Apple supporting PWA (Progressive Web Apps) is hugely important because it enables a future where web apps can natively support browser, Mac/Windows/Linux desktop, and mobile iPhone/Android/Windows native mobile with a single codebase of open technologies.
Why is that important? By fragmenting development effort, the overall product isn't as good on any platform.
There's an app I'm making on the side to keep track of your contacts (like a personal customer management system). This needs to store all your contacts offline, because it'd be too much friction to load everyone you've ever taken notes on over the network every time you open the app.
Right now, the only way for me to accomplish that on iOS is to make a native app. This means I had to learn an entirely new technology stack (React Native and XCode), completely rewrite my views, tie everything into my backend, and go through Apple's Byzantine approval process (which I still haven't done because I can't figure out why my app compiles and runs locally but complains about libraries not being linked when I try to archive it to upload to the app store).
This is unnecessary duplication of work that could've been spent writing new features, makes it harder to add new front-end features in the future (because now they have to be added in two places), and adds a huge lag in the time it takes me to push changes to the iOS client (weeks, vs. the seconds it takes to push a change to the web client).
If apple supported PWA, I would've spent my time making the database keep a local syncing copy on the browser (with minimongo or pouchdb), and then every platform would've benefited from faster page loads and offline syncing.
Until Apple adds PWA support, I can't make as good stuff, and people can't use the better stuff.
When I change my preferred text size through accessibility settings, good native apps respond correctly. If I need voice over support, the operating system knows how to read the view hierarchy to me in a logical way.
When drag-and-drop becomes a thing in iOS 11, native apps will implement that feature well. I think it will take some time for web apps to implement it as nicely (if ever).
There are thousands of tiny details that your web app just won't have. Those details are more important than your familiarity with a tech stack or how long it takes you to deploy something.
You say that:
> By fragmenting development effort, the overall product isn't as good on any platform.
But I would say that:
> By building a web app, the overall product isn't as good on any platform.

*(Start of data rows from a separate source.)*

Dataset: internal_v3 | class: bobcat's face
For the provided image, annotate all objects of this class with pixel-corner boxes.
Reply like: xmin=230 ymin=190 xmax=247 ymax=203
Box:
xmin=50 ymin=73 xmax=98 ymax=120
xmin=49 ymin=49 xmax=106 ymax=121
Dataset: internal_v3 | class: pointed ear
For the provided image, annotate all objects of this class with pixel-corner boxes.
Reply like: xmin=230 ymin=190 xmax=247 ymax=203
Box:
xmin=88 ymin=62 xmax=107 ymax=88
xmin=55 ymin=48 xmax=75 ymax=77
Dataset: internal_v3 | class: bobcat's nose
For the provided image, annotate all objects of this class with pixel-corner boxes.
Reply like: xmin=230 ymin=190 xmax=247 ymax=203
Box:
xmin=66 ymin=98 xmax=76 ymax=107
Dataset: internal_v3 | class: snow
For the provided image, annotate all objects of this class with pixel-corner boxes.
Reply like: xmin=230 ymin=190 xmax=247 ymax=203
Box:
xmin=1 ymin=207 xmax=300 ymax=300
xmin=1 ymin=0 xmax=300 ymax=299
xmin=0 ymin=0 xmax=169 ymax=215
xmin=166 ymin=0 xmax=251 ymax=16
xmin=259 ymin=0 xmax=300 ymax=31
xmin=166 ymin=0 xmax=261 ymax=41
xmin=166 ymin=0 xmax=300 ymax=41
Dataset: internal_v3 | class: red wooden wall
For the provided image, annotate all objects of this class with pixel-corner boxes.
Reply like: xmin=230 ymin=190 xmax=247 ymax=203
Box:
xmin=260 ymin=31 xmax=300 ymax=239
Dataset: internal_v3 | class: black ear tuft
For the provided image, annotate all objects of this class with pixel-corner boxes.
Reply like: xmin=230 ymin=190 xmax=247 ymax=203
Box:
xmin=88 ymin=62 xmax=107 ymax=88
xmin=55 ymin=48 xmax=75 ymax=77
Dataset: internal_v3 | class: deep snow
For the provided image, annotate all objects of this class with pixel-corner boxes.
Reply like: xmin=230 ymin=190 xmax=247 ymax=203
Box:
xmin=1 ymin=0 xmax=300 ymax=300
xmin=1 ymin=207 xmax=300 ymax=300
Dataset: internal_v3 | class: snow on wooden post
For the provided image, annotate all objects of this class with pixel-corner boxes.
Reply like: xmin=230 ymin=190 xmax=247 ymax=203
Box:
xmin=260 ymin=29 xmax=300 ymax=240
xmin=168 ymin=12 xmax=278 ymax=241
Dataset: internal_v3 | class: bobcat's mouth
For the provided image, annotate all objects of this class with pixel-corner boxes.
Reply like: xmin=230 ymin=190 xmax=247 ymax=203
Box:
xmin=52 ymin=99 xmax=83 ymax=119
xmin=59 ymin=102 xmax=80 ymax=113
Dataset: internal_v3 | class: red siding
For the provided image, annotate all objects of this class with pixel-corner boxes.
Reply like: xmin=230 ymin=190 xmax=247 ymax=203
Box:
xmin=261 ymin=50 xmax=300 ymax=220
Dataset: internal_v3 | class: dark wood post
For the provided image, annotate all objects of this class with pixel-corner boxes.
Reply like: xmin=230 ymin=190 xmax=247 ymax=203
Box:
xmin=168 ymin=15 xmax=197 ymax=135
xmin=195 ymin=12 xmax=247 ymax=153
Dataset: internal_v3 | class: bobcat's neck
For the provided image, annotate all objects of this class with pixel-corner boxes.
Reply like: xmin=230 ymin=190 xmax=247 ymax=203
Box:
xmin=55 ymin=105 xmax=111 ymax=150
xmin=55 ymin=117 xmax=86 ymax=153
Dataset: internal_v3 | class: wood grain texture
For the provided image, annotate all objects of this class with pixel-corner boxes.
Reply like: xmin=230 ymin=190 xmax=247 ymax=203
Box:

I have yet to find a "web app" that I delight in using, though I love many web sites and native apps.
As an iOS user I don't expect Apple to mandate your preferences for me
> There are thousands of tiny details that your web app just won't have. Those details are more important than your familiarity with a tech stack or how long it takes you to deploy something.
They are more important to you. They may not be to me if they prevent an app I need being made, or being available cross-platform (much more important to me than it being perfect on any one), or being affordable (to me).
The notion that every app must be the perfect gold-plated 'delightful' experience is corporate marketing drivel. It is relevant to some (people and apps), but not others. We don't need the personal tastes of some precious souls to be mandated for all of us by the platforms we happen to use (today).
Being on a platform where users and developers care about exactly what shade of grey their menu bar icon was, or matching the platform characteristics, adopting system-wide services, making apps accessible, is very important to me.
You may not care, but that's how I choose a platform. It's not marketing, it's personal preference.
I'm going to push for iOS and macOS to develop in this direction by supporting developers who try their very best to make thoughtful and consistent software.
Your argument works against yourself: "cheap cross-platform apps are relevant to some, but we don't need the personal tastes of some precious souls to be mandated for all of us." (I'm not making this argument against you, but try to see how cross-platform is your own personal preference that you are trying to push onto others. In my opinion it degrades a platform even if you don't use any cross-platform apps.)